Mingyu wrapped his hand around Soonyoung’s neck again, attentive not to touch the piercings, trailing baby kisses from his lips over to his ears that still fizzed like coke.
“Keep it.”
Mingyu whispered, hauling Soonyoung up and dragging him towards his bedroom.
“Sure, hyung.” Soonyoung laughed, pushing the younger male down on the bed and straddling him between his thighs. Mingyu pulled him by the tie, kissing him deeply.
“Soonyoung-ah, help.” His fingers clumsily fumbled around the front of his shirt, searching for buttons to undo. “My heart’s beating way too fast, this can’t be normal.”
“I can’t help you, hyung,” Soonyoung emphasized, “when mine’s about to explode.”
Mingyu groaned, kissing every bit of Soonyoung’s insecurities away.

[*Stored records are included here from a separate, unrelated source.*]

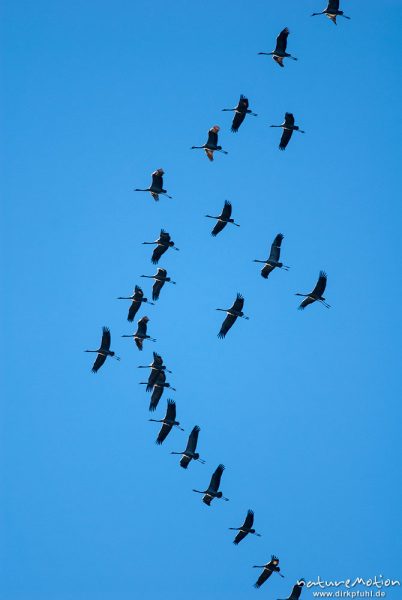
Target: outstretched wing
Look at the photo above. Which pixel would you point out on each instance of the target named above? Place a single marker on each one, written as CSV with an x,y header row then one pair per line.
x,y
239,537
320,285
216,478
100,359
105,343
286,135
266,270
238,303
218,227
275,253
156,289
132,311
156,396
157,181
212,138
226,325
333,5
238,120
282,40
249,520
157,253
193,439
266,574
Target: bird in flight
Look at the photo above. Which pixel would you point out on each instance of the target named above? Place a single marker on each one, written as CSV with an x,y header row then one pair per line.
x,y
280,50
103,351
288,127
317,294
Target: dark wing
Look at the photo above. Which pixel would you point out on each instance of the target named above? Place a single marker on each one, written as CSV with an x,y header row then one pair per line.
x,y
171,411
163,433
266,270
100,359
306,302
157,181
156,289
185,461
218,227
289,120
156,396
239,537
105,343
249,520
132,311
333,5
262,578
212,138
238,303
286,135
320,285
275,253
157,253
216,478
193,439
226,325
237,120
227,210
282,40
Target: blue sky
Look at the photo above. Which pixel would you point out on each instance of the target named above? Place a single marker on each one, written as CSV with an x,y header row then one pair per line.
x,y
302,408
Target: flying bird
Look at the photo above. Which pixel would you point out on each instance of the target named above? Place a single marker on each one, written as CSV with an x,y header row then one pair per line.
x,y
162,244
236,310
168,422
141,334
156,187
280,50
137,299
223,219
296,591
269,568
103,351
332,11
317,294
160,278
241,110
246,528
212,491
156,367
288,127
159,385
211,145
190,453
273,261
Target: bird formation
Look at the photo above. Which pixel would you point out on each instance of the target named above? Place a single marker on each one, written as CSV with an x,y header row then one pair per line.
x,y
157,380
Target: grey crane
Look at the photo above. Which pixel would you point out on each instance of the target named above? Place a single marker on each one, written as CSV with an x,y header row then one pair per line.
x,y
280,49
211,144
190,453
160,279
273,261
168,422
141,334
156,187
235,311
162,244
332,11
288,127
317,294
137,299
246,528
103,351
212,491
240,112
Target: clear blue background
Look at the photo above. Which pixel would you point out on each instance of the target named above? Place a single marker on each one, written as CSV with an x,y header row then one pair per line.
x,y
304,409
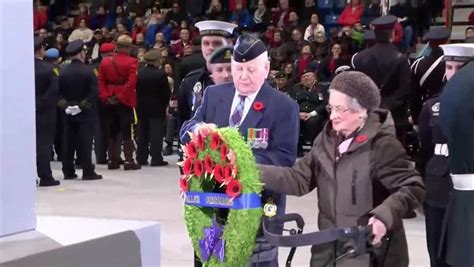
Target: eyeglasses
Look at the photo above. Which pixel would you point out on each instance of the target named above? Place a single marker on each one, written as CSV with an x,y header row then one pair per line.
x,y
337,109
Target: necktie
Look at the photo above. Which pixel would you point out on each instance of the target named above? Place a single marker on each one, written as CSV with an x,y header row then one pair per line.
x,y
236,117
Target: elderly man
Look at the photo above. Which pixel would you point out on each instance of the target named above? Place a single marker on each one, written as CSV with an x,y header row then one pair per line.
x,y
456,122
250,103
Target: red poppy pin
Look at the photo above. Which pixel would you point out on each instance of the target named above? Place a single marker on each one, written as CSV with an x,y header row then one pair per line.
x,y
258,106
361,138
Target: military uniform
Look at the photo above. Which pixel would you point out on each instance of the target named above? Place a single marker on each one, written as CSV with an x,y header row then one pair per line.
x,y
428,72
78,98
457,123
433,164
391,73
46,95
311,100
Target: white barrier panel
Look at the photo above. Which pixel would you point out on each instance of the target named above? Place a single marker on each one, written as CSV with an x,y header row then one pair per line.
x,y
17,119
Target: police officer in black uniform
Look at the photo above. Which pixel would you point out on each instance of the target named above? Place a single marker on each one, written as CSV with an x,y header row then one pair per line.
x,y
428,72
214,34
389,69
457,124
312,99
78,98
46,94
153,95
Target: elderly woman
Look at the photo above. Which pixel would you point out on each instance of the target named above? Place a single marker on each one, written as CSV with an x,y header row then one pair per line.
x,y
359,169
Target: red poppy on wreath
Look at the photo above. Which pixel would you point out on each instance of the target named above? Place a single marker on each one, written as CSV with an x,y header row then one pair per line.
x,y
198,167
361,138
200,142
215,140
192,151
208,164
224,152
218,173
228,173
187,167
258,106
183,184
234,188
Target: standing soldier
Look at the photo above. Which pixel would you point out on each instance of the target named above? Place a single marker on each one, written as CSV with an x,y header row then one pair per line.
x,y
214,34
78,99
457,124
153,95
428,72
46,94
389,69
117,91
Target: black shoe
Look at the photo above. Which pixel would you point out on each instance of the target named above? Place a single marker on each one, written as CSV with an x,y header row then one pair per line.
x,y
113,165
159,163
70,177
130,166
410,215
101,161
168,150
49,182
94,176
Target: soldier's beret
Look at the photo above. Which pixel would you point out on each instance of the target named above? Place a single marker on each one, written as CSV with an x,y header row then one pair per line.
x,y
280,75
52,53
74,47
39,42
458,52
221,55
248,47
107,48
437,35
152,55
357,85
215,27
386,22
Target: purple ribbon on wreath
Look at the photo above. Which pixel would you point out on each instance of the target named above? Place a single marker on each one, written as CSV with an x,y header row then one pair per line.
x,y
212,243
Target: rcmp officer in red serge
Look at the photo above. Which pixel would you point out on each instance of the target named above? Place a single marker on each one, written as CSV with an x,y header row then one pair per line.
x,y
78,99
46,93
428,72
117,91
390,71
457,123
267,119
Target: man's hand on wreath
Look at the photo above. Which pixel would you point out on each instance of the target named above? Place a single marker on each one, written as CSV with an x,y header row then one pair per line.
x,y
378,230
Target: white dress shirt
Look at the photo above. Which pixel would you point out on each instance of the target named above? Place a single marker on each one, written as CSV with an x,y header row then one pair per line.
x,y
247,105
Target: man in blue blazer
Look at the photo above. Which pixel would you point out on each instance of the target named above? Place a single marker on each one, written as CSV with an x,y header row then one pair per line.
x,y
267,119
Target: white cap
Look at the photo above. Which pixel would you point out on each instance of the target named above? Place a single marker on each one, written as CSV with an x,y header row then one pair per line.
x,y
215,27
458,52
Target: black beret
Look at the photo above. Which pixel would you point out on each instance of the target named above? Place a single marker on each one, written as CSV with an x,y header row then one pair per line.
x,y
438,35
248,47
74,47
386,22
221,55
39,43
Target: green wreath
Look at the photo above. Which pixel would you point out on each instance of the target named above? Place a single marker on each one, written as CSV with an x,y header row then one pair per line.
x,y
219,162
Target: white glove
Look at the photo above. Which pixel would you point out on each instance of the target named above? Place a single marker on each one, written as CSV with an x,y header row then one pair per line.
x,y
75,110
68,110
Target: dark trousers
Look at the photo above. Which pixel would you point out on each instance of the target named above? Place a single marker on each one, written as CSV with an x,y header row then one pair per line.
x,y
150,138
44,145
434,223
80,133
171,128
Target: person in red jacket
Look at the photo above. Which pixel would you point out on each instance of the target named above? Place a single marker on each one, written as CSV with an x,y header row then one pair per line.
x,y
117,92
351,14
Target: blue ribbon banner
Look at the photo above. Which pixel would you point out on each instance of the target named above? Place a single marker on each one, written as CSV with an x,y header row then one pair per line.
x,y
218,200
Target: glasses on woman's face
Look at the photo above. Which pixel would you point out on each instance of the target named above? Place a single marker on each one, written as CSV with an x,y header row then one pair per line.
x,y
336,109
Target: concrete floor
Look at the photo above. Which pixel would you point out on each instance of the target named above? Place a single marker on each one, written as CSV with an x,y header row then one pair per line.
x,y
152,194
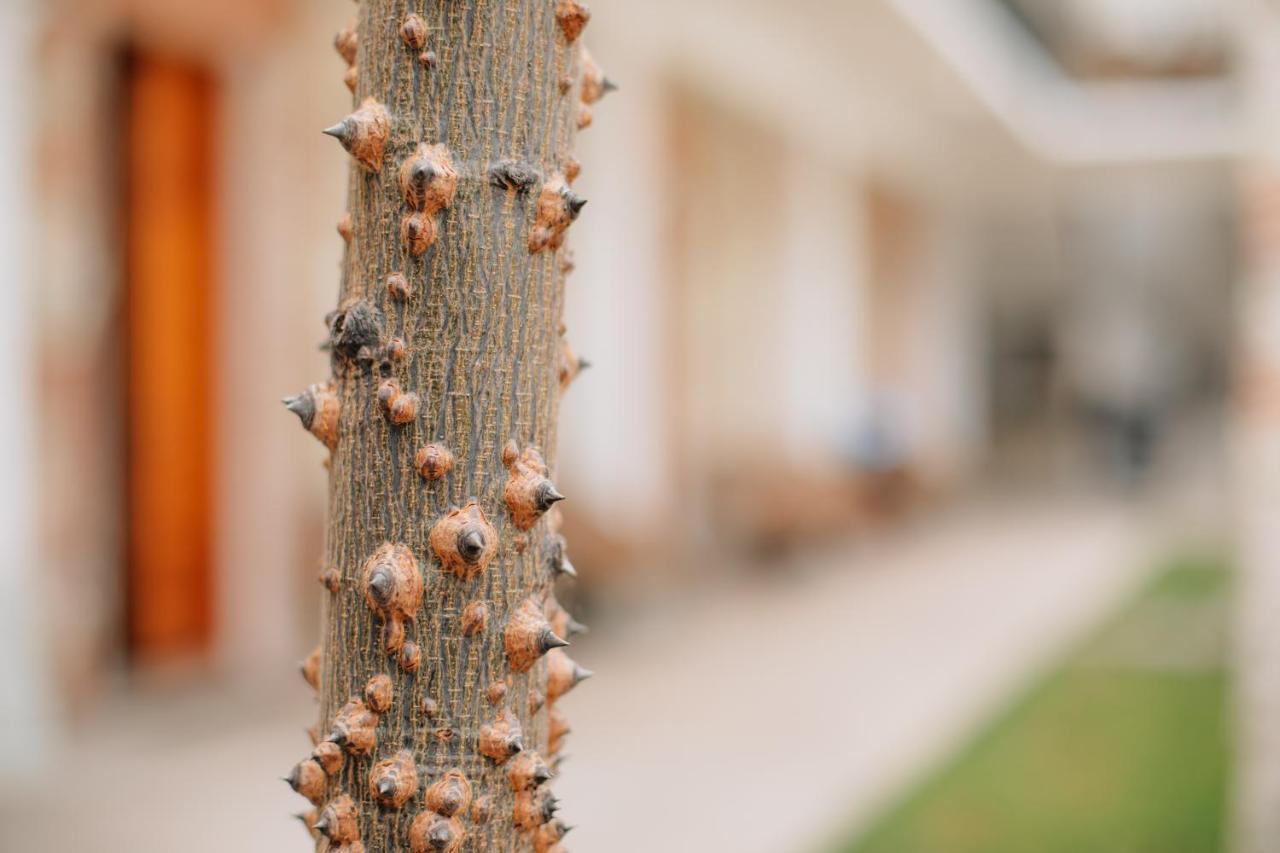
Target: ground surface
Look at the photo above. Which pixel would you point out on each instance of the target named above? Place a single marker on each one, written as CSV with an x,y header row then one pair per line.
x,y
758,717
1124,748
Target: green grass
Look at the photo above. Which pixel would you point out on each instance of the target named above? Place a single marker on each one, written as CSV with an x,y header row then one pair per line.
x,y
1105,755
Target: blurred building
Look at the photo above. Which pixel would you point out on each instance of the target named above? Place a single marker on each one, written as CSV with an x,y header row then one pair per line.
x,y
841,259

Maybe dyeing his hair wasn’t such a total waste of time.
Neither was the four years of trying to defy his feelings.
Dating Mingyu was hard, but loving him was so easy.
◆◈◆
End.
1 Because Soonyoung had a dependent person (Mingyu) at the time of his draft, he was exempted from regular military duties to a public service position at a local government office. Soonyoung lived at home with Mingyu during his time of service, going to work every morning and coming home after.